The unifier takes the set of rules and zero or more lists of macro definitions and resolves all free variables in the set of rules by replacing them with their macro content. The output will be a tree that is fit for simplification, type checking and compilation.

Flow of execution

In general, this library will work by taking a file of definitions, parse it, compile it and install it. The specific flow of events looks like this:

  • First, the file will be parsed
  • Then, the unifier will take all the macro definitions and make sure the final tree is complete
  • After that, the type checker will run to make sure everything looks correct
  • Then, we use the simplifier to optimize and make everything smaller
  • After simplification, the tree should be ready for compilation. The precompilation package checks that and ensures we are all good.
  • Finally, the compiler takes the tree and turns it into bytecode
  • Optionally, at this point we will install the bytecode into a running process using either the seccomp or the prctl system call.

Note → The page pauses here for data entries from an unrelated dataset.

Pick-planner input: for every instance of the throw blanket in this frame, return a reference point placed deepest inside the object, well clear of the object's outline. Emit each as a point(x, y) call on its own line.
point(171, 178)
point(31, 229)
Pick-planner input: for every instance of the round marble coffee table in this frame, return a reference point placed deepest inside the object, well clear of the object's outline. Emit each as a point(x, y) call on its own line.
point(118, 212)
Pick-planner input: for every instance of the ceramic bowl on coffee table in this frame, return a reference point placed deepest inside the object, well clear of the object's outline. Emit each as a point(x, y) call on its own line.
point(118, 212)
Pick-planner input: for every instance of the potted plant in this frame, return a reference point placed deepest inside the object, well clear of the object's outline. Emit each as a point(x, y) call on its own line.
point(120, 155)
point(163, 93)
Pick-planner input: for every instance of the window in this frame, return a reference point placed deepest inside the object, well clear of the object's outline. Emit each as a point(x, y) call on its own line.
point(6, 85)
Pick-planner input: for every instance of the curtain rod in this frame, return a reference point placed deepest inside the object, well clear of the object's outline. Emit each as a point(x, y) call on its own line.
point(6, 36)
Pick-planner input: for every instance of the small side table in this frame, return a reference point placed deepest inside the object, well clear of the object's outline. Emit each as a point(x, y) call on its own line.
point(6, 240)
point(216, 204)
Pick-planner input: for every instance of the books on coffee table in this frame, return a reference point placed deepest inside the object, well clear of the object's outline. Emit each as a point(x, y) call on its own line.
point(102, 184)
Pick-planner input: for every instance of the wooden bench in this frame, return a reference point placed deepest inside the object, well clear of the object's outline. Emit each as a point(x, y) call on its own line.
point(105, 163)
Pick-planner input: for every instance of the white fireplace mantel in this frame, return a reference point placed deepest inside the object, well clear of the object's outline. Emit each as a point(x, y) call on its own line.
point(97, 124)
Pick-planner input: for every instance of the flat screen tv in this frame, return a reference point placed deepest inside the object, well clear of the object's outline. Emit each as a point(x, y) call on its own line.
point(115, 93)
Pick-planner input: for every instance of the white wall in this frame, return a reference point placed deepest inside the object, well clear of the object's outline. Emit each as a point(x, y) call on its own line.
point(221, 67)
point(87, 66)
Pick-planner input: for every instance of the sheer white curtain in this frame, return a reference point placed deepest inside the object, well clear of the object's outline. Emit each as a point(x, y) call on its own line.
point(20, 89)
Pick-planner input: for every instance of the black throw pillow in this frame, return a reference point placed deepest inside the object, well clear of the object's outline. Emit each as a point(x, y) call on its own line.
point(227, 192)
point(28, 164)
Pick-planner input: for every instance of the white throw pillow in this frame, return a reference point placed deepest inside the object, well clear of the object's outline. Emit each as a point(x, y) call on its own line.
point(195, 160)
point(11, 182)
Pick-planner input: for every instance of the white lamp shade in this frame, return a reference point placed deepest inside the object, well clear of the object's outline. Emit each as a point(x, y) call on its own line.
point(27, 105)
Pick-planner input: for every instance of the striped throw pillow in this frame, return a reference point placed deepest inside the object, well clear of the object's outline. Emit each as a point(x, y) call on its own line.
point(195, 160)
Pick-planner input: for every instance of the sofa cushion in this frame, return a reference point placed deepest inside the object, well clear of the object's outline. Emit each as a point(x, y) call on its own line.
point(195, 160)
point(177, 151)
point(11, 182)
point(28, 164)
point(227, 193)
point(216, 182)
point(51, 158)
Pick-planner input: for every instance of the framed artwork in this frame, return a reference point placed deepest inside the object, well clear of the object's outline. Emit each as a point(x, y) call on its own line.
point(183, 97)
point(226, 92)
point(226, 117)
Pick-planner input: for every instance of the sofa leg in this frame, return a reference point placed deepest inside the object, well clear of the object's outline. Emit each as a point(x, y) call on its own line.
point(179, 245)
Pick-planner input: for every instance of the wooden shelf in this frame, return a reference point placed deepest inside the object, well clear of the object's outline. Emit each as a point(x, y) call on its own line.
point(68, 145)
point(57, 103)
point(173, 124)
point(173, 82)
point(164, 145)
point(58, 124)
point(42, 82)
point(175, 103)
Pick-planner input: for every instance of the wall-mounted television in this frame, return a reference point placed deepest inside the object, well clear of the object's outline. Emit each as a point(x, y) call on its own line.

The library can also check whether seccomp is supported. It supports the separation of macros and rules into several files. This composition cannot happen inside the files, but has to be done by the calling library. This allows for shared macros and rules. The language also supports default positive and negative actions, such that it's clear from the file itself whether it's a blacklist or a whitelist, for example. These default actions can also be specified programmatically. Finally, each rule can have custom positive or negative actions if needed.

Refer to the godoc for the API - we hope to have some usage examples up as soon as the library is finished.